Interesting how our dreams influence our actions and vice versa. In June, while visiting my mom, who subsequently made buns during my stay, I was recommended a book by my Aunt Kathy. After reading The Night Circus, I wonder if Erin Morgenstern was inspired by a dream that resulted in her debut novel? Some people bake bread after dreaming, others write books, to each their own.
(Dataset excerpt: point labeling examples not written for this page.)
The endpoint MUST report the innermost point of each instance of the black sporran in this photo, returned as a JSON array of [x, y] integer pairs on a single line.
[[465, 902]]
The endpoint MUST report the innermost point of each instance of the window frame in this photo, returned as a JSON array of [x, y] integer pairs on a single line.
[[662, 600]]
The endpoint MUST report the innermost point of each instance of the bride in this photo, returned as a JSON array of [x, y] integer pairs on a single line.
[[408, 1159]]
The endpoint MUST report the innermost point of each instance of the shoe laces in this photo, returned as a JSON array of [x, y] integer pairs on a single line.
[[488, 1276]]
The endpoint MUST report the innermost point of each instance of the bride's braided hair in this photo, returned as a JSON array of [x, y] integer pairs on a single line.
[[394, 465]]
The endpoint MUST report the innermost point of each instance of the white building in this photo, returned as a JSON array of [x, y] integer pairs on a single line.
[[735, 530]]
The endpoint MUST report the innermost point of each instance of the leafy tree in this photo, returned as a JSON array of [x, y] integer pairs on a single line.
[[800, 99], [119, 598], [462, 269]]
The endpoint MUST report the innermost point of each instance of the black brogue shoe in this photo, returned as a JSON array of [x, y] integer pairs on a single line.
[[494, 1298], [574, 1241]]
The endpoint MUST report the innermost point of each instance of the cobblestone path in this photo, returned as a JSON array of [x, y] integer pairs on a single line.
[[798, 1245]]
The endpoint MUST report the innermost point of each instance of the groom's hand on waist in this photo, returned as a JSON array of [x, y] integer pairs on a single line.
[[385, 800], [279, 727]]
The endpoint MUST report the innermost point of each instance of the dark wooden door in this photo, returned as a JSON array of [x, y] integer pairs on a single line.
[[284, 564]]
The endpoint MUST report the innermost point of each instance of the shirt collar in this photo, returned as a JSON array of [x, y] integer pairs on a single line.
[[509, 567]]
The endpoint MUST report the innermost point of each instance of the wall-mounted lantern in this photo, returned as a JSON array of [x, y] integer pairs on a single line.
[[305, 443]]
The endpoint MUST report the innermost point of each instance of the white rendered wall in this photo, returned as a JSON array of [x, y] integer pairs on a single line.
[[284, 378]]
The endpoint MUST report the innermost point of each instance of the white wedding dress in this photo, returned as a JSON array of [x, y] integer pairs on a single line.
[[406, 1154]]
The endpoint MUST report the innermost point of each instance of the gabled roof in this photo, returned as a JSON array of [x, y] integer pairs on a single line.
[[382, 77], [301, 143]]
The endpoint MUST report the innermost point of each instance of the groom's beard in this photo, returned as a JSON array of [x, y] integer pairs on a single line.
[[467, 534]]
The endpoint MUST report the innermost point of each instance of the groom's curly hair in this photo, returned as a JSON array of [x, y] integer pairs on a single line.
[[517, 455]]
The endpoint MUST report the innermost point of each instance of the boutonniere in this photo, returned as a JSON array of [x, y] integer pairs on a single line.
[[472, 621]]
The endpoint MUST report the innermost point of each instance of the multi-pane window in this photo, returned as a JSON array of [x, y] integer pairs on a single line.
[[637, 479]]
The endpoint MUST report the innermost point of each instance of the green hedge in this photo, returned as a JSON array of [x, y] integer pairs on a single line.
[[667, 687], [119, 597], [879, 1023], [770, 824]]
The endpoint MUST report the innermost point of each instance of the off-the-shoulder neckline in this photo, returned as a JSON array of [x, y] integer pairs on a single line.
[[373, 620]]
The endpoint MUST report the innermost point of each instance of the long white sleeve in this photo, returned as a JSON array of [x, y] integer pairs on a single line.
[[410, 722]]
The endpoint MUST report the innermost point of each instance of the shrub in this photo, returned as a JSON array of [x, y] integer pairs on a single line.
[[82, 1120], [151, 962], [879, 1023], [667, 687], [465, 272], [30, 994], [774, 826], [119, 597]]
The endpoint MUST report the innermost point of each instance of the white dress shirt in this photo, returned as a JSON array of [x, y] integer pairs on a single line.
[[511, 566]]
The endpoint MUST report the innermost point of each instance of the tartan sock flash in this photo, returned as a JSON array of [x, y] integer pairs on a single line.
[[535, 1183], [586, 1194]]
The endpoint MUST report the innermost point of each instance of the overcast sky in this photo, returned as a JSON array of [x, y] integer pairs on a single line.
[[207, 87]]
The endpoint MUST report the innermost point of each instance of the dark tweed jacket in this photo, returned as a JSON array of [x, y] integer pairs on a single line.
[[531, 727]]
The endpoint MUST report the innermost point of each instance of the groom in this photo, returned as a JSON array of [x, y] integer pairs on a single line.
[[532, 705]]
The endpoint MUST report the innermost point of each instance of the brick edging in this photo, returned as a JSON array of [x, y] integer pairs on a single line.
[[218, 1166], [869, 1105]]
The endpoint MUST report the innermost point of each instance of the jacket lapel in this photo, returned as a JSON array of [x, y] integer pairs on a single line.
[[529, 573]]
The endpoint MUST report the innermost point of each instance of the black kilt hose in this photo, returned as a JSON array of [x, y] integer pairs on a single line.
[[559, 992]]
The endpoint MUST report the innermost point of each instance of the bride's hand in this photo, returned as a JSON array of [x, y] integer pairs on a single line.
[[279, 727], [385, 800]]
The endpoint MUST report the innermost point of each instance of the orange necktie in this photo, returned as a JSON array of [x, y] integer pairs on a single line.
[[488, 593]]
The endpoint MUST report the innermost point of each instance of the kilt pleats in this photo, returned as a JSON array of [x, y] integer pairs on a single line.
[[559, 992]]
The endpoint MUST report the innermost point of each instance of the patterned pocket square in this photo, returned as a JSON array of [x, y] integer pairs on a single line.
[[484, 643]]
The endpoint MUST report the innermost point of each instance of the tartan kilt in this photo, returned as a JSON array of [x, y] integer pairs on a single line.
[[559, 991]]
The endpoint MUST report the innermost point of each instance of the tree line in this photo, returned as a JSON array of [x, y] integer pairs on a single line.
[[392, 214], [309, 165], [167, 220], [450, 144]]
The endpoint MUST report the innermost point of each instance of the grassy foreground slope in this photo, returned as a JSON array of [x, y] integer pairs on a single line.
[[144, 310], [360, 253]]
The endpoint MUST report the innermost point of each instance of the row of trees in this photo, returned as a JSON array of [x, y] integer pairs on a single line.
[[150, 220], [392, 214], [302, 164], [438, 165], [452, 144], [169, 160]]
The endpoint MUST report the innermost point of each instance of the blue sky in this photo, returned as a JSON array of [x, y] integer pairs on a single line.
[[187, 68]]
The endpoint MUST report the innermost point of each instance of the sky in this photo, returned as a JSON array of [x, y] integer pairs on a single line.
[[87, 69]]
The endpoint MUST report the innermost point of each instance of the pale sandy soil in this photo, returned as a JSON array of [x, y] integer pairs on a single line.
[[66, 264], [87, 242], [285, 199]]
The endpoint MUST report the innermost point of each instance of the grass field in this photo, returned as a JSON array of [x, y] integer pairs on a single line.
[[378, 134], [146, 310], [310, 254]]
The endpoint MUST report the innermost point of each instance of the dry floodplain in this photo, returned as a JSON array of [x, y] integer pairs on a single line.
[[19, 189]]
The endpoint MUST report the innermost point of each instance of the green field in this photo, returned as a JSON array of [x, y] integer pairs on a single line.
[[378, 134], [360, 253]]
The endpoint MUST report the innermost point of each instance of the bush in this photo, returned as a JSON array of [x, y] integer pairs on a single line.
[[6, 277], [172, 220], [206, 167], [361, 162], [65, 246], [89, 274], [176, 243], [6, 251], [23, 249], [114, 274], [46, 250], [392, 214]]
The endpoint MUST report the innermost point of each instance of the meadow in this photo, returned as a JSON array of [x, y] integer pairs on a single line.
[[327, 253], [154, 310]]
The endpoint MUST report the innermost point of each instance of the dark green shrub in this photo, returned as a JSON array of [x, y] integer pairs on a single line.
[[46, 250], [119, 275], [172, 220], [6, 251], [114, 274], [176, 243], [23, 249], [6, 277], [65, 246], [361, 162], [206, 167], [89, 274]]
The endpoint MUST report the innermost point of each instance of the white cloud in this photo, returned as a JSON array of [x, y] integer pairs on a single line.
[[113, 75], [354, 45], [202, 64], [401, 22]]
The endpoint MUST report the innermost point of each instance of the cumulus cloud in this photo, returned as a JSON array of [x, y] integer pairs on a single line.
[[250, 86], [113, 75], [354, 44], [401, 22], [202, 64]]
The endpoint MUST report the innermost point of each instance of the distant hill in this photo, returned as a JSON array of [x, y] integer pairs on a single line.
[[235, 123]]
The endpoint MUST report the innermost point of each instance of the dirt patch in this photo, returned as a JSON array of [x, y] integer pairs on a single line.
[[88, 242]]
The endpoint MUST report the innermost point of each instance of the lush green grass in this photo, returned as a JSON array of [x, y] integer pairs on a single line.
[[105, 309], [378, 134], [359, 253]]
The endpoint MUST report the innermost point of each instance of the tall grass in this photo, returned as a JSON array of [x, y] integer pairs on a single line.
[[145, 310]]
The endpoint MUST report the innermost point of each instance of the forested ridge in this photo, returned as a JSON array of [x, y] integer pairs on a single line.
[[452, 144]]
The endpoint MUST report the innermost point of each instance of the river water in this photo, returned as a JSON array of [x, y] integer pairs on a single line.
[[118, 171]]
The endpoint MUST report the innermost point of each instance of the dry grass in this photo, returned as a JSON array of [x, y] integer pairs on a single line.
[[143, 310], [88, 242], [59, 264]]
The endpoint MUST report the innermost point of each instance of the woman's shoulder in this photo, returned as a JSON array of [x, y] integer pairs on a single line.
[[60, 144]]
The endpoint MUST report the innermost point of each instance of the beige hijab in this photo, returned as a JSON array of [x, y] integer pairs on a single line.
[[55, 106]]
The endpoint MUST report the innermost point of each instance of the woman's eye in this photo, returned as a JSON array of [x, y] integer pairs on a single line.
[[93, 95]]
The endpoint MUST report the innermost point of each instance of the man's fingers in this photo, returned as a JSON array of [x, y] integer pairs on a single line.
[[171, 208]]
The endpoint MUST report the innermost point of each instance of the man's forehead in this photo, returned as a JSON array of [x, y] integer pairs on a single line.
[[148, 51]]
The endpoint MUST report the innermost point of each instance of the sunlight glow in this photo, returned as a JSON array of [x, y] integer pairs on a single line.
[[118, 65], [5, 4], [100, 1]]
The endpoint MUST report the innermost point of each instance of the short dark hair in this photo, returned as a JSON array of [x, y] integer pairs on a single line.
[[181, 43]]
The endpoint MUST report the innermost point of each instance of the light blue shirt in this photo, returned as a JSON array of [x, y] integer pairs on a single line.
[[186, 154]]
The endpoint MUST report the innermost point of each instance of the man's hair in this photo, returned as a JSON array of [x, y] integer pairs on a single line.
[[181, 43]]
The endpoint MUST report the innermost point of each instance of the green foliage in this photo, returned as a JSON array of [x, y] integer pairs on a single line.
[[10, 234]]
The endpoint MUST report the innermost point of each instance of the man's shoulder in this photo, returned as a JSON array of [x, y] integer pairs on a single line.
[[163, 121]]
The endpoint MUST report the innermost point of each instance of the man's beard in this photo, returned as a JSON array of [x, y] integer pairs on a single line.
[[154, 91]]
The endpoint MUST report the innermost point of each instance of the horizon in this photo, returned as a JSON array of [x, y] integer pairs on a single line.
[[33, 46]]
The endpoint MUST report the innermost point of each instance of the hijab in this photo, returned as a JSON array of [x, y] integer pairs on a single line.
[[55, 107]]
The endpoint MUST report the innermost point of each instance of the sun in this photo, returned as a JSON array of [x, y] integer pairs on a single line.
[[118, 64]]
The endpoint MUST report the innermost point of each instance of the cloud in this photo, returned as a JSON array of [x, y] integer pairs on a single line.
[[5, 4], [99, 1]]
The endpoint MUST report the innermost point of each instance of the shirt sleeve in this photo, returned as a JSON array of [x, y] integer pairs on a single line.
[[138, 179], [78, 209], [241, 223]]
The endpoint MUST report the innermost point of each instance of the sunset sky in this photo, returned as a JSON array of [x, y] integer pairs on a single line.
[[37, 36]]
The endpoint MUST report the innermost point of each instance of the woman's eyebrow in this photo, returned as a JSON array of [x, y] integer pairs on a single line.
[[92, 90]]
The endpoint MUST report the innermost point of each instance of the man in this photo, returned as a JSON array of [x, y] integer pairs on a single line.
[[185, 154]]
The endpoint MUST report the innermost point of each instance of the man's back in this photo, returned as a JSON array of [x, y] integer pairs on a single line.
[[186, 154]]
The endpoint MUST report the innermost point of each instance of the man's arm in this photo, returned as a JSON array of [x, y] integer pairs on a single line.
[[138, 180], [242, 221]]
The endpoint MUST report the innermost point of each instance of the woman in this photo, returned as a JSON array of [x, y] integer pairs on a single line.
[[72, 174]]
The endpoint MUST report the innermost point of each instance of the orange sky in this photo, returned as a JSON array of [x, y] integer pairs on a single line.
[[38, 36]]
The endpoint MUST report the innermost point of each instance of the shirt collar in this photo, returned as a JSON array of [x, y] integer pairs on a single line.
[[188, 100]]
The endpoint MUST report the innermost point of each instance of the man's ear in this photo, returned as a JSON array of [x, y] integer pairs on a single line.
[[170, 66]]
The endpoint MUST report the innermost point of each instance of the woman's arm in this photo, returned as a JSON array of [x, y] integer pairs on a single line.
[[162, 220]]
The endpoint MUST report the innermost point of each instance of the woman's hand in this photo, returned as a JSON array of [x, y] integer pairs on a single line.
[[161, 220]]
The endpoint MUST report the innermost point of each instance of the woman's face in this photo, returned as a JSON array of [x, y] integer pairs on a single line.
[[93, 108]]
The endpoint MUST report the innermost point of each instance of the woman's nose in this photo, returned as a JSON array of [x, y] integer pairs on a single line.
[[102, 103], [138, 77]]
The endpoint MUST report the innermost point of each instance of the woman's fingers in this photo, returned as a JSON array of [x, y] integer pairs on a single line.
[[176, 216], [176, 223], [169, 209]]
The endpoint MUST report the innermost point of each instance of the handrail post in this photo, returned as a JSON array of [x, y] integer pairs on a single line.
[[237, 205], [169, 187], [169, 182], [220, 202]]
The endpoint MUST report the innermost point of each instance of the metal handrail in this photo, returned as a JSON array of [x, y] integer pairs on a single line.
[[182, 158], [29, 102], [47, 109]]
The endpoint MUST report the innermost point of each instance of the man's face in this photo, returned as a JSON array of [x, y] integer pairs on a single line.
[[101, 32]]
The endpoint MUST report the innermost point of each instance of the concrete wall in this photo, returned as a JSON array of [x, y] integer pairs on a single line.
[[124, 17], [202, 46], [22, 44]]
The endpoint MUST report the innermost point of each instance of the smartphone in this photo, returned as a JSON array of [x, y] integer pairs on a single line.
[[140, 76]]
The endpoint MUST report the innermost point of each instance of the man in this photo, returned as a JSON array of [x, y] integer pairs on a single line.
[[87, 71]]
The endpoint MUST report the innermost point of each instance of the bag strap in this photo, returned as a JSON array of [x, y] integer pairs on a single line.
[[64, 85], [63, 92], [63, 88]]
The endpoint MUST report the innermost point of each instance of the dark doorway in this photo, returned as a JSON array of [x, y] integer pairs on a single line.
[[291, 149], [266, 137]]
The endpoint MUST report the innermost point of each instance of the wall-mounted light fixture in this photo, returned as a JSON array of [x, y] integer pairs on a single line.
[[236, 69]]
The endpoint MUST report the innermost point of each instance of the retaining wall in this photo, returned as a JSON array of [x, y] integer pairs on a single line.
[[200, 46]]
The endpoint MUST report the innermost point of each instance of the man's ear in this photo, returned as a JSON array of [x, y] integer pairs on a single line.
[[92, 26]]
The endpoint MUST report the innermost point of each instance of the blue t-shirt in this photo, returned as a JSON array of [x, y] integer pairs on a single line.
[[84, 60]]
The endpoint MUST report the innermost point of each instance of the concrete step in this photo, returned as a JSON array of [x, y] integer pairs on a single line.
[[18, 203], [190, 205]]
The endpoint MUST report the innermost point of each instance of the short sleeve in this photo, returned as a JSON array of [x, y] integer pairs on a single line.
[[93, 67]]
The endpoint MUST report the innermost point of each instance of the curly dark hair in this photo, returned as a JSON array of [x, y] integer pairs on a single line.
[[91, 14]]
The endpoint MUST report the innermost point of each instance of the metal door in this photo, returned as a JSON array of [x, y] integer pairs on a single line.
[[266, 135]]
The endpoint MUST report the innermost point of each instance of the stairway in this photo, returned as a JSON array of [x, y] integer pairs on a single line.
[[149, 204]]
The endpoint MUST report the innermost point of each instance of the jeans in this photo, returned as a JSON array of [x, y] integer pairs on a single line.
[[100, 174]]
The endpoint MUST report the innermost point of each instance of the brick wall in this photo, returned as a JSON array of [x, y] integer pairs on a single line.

Imagine waking to discover a circus comprised of uncountable peaks of black and white coloured tents set-up magically during the night in the park down from your house. As part of the panorama insert an intricate clock-work machine, iron-gilded gates and a fence designed to keep the circus's secrets secret until the magical hour of dusk. Visitors to this extravaganza leave the next morning haunted by their experiences, unable to express those moments in time to even themselves. They yearn that the circus will be there when they wake so they can slip back into the world of magic before it suddenly disappears maybe never to return to their town again.

The circus is clearly the star even though we follow
two young magicians clandestine to entwine. Because I am a magic junky at heart, I was quick to like Celia and Marco, however, with a couple of months behind me since reading it, I can barely remember either character, seemingly more smitten with the conceptual spine of the novel. Without the wonder of the circus the novel would have fallen flat. Morgenstern's style of writing, while fitting for the late 1800s in which the novel is placed, is too stylistic.  The words weigh the plot down, muddling the reader, making it difficult for us to believe in the fantastical aspects of the people. When I read fantasy, I lose myself in the world that has been spun, The Night Circus, while a fun read, did not leave me spellbound.

I am befuddled by The Night Circus.  It is a shame because I did enjoy reading it but am reluctant to give it my complete approval. While it may be harsh to compare it to Dunn's masterpiece, Geek Love, I feel that Morgenstern would have benefitted from what Katherine Dunn accomplished so convincingly, keeping her characters as human as possible in a world that was very much not.